— In accordance with the direction in the praecipe filed by plaintiff in this case, a writ of summons in trespass was issued by the pro*285thonotary of this court on October 19, 1940, returnable “the First Monday of December, next”. It was duly served on defendants. They then, on petition, took this rule to show' cause why said writ should not be quashed, set aside, and vacated, and why the case should not be dismissed for want of jurisdiction, on the ground that the writ, having been issued more than ten days before the first day of the next — the November — term of court, should have been made returnable thereto, rather than to the first day of the term of court succeeding that one, to wit, the December term, as it was. We think the position is well taken.

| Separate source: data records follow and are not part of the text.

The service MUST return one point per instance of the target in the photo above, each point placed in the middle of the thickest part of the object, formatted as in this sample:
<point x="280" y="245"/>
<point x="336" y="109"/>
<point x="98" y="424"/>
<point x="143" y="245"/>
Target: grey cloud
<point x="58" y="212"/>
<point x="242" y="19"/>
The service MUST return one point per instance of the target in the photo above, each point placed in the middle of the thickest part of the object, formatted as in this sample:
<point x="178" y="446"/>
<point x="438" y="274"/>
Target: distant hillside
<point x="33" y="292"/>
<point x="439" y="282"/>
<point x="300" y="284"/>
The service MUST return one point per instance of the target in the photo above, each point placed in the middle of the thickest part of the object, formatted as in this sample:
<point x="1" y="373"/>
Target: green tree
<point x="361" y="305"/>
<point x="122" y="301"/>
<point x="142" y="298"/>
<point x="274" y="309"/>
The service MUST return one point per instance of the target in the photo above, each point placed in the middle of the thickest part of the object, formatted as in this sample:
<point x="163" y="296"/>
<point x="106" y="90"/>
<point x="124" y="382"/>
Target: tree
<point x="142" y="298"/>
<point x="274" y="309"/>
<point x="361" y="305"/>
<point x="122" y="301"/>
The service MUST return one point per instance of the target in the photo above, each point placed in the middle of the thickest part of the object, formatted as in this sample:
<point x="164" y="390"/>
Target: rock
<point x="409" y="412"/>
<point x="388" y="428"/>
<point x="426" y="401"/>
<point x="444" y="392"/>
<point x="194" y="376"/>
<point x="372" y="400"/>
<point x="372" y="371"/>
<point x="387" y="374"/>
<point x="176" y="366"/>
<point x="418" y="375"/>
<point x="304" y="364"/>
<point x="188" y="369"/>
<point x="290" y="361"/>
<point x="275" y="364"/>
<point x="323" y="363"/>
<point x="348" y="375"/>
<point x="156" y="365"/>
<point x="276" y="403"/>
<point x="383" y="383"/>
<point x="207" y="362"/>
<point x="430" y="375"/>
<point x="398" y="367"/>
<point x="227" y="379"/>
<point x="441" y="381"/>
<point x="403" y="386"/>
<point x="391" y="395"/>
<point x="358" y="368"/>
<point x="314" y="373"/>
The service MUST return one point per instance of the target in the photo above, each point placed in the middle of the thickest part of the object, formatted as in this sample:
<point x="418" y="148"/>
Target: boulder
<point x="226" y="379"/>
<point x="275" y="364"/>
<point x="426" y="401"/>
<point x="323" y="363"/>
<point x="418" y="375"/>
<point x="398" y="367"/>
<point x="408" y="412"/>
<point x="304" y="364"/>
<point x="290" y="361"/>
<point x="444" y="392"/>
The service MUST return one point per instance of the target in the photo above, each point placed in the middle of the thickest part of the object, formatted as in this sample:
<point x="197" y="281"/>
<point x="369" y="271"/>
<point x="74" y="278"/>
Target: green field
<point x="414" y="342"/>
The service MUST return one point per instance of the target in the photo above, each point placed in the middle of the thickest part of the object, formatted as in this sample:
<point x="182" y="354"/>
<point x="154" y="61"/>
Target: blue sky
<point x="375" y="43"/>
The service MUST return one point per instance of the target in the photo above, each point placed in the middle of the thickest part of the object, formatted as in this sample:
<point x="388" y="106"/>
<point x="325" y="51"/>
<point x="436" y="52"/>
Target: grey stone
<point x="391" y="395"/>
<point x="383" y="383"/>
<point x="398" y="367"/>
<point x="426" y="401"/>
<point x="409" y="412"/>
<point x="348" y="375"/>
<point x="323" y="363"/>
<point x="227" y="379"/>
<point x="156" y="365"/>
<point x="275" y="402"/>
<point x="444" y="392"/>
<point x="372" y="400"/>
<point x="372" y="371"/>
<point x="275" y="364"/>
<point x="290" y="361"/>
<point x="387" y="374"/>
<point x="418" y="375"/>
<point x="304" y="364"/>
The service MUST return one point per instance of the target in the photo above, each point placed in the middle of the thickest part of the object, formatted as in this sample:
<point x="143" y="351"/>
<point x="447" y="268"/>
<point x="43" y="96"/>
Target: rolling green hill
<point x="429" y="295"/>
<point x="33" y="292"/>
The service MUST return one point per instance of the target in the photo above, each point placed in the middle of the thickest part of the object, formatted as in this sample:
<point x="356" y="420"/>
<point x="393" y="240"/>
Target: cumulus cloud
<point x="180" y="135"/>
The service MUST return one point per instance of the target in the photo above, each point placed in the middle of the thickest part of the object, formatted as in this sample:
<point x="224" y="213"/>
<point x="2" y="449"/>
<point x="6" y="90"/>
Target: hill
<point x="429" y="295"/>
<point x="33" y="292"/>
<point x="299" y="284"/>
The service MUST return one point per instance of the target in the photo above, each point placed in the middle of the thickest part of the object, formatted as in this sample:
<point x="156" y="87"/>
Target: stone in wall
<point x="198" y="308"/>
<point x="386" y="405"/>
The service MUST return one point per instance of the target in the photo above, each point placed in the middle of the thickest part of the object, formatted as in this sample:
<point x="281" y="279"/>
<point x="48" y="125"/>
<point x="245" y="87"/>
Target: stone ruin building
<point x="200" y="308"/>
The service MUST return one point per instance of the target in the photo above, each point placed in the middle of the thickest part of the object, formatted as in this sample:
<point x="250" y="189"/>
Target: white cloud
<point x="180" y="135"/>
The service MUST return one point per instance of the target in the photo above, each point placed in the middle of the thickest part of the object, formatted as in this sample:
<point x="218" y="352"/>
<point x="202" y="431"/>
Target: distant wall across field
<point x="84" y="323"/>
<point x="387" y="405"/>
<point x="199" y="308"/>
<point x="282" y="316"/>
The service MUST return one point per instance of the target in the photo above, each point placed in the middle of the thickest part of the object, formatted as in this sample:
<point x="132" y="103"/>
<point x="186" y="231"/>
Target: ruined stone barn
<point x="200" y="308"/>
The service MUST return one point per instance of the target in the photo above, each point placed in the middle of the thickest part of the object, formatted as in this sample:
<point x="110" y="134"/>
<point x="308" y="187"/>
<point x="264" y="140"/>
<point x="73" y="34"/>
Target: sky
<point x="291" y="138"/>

Under the rules of this court a term of our court begins on the first Monday of November of each year. This writ then was issued more than ten days before the first day of the next term after its issuance. The Act of June 13,1836, P. L. 568, sec. 30, provides:
“Every writ used for the commencement of an action, shall bear date on the day of the issuing thereof, and shall be made returnable on the first day of the term next succeeding the time at which it shall be issued”. And section 31 of the said act goes on:
“That in the case of a writ of summons, if there shall not be ten days between the issuing thereof and the first day of the term as aforesaid, the writ may be made returnable on the next day preceding the last day of such term, or upon the first day of the second term next after the issuing of the writ.”
From the above we deem it clear that this writ should have been made returnable the first Monday of November rather than the first Monday of December 1940. It was issued more than ten days prior to the former date. Only if it were issued less than ten days prior thereto could it properly be made returnable to any later day. We think the proper construction of the sections of the statute above quoted compels that conclusion, the provision as to writs of summons made in section 31 being particularly significant in that regard. Only in the event mentioned therein *286may such writ be made returnable to any but the first day of the next term. The same conclusion is reached in Hotchkiss v. Liverpool & London & Globe Ins. Co., 18 Dist. R. 289, and Fisher & Son v. Davis, 4 Leh. L. J. 138.
Under the circumstances here then the writ was not made returnable to the correct day. It was, therefore, irregular and void and ineffective to bring defendants within the jurisdiction of this court. Defendants’ application must be granted.
Rule absolute.
Writ of summons quashed.
It is adjudged that this court has no jurisdiction of the persons of defendants in this case.